If you allocate the object in the heap you might be able to convert the code to something like:
std::auto_ptr<scratch_t> create_scratch();
foo( *create_scratch() );
The factory creates and returns an auto_ptr instead of an object in the stack. The returned auto_ptr temporary will take ownership of the object, but you are allowed to call non-const methods on a temporary and you can dereference the pointer to get a real reference. At the next sequence point the smart pointer will be destroyed and the memory freed. If you need to pass the same scratch_t to different functions in a row you can just capture the smart pointer:
std::auto_ptr<scratch_t> s( create_scratch() );
foo( *s );
bar( *s );
This can be replaced with std::unique_ptr in the upcoming standard.
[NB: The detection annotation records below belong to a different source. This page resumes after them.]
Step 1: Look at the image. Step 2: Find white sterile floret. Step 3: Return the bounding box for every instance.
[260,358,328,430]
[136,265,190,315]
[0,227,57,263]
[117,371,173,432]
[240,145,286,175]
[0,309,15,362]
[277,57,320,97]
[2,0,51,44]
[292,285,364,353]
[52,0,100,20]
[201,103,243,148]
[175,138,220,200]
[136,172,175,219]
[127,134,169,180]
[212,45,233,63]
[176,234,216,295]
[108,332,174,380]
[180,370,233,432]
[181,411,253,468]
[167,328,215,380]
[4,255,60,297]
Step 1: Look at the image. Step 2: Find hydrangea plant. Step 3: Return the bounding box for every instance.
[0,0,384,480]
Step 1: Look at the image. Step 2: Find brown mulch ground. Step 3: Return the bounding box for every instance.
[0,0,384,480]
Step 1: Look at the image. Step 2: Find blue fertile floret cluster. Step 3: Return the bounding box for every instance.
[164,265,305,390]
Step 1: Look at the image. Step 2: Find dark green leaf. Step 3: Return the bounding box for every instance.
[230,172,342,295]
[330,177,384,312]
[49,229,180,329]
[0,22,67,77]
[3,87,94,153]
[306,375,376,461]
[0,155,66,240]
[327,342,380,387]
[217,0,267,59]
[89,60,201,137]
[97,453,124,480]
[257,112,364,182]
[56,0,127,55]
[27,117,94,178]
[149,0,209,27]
I marked FredOverflow's response as the answer for his suggestion to use a method to simply return a non-const reference; this works in C++03. That solution requires a member method per scratchpad-like type, but in C++0x we can also write that method more generally for any type:
template <typename T> T & temp(T && temporary_value) {return temporary_value;}
This function simply forwards normal lvalue references, and converts rvalue references into lvalue references. Of course, doing this returns a modifiable value whose result is ignored - which happens to be exactly what I want, but may seem odd in some contexts.